じっとリリアスをみつめ、にこっと笑いかけた。
「この詩懐かしい。よく子供の頃歌ったよ」
リリアスは吟遊詩人に笑顔を返してから、ルージュに向きなおる。
「これは恋の詩であり、別れを惜しむ詩でもあるんだ。
こうやって親しい人にキスをする」
リリアスはルージュの肩を軽く押さえ、頬に、まぶたに、おでこに、唇に、軽くついばむようなキスをした。

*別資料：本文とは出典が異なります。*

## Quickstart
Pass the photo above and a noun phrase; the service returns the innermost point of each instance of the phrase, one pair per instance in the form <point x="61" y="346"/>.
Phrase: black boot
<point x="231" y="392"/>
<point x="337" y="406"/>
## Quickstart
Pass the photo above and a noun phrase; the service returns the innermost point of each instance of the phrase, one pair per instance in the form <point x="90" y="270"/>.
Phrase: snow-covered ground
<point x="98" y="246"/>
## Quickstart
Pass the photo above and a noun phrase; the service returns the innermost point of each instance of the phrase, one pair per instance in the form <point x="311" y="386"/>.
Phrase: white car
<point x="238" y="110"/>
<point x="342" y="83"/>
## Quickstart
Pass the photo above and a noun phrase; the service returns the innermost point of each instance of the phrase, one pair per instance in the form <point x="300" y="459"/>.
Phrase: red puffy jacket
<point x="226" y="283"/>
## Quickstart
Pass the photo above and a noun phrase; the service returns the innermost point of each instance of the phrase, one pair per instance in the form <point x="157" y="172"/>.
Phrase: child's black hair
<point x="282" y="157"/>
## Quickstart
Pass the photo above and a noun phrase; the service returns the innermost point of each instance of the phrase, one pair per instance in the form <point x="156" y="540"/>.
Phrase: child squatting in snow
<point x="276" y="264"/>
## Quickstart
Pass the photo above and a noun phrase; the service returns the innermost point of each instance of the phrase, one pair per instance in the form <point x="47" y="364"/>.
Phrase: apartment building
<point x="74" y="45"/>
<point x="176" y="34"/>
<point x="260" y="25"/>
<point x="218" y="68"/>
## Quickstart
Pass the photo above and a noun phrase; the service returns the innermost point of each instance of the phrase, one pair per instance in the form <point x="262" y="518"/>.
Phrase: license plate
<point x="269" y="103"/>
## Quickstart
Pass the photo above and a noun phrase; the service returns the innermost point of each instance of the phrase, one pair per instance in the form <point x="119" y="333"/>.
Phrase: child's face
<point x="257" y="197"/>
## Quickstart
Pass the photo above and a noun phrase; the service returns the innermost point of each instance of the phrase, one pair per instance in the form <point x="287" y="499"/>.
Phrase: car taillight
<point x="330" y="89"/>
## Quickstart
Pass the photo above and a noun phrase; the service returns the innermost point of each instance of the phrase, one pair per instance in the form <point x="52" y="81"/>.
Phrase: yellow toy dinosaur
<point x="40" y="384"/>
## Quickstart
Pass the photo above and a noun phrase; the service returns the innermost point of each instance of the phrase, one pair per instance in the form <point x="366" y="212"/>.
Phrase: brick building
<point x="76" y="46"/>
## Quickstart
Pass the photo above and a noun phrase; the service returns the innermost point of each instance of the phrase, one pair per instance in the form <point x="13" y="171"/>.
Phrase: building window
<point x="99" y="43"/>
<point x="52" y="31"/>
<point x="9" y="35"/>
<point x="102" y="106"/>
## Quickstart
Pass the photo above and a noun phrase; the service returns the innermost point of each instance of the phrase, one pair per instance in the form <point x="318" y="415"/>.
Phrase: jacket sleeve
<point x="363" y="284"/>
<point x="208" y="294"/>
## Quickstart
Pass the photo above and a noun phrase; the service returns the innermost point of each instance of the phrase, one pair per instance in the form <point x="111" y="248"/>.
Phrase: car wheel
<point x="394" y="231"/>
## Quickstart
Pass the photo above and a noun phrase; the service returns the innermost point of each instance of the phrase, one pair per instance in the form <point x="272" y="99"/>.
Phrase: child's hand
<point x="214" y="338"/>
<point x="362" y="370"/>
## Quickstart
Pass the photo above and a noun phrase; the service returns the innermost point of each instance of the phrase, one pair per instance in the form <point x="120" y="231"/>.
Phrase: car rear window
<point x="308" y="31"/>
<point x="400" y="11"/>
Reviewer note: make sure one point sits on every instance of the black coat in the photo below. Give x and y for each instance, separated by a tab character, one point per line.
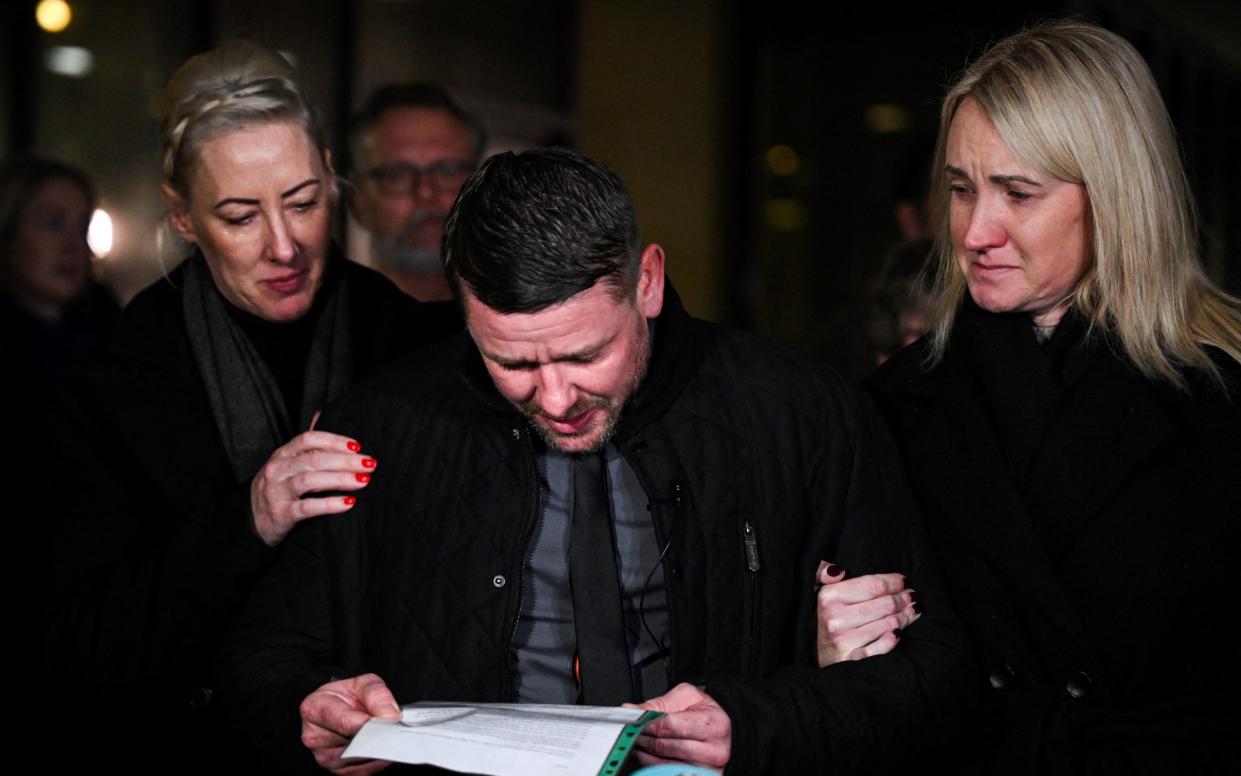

ルージュは甘い不意討ちに、時間がこのままとまるのではないかと錯覚した。
「友人との挨拶でもあるよ。
そのときは触れあわせず、音だけでキスをする。、、、あはっ。そんなに固まらないで。僕が照れるよ」
リリアスはちょっと真剣な顔を作った。
「この詩には続きがあって、、、」
すっと息を吸う。
やがて人は地に満ち野山に広がる
恋する精霊の声は届かない
(おでこにキス)
(唇にキス)
天は黒くかげり、地は赤く染まる
恋する精霊の視線は届かない
(頬にキス)
(まぶたにキス)
海は干上がり、山は泣く
恋する精霊の想いは届かない
(右手にキス)
(左手にキス)
それでもあなたに愛をささげましょう
(胸にキス)
(唇にキス)
リリアスは歌った。
吟遊詩人の歌ったのは明るいパートで聞くものを楽しい気分にさせたが、リリアスの部分は哀しい響きで、忘れていた罪深い己を思い出させた。
愛するもののために二度と過ちを繰り返してはならないのだと、聞いたものそれぞれに決意させる、そんな詩だった。
ルージュは二順目のキスを受けて、輝く黒曜石の瞳に甘く囚われてしまったことを知る。
リリアスに恋をし、愛してしまったことを知った。
ふうっという嘆息があちこでなされる。
暑さにうだる砂漠の真昼間に差し掛かる刻限にもかかわらず、広場の空気が冷えたような気がした。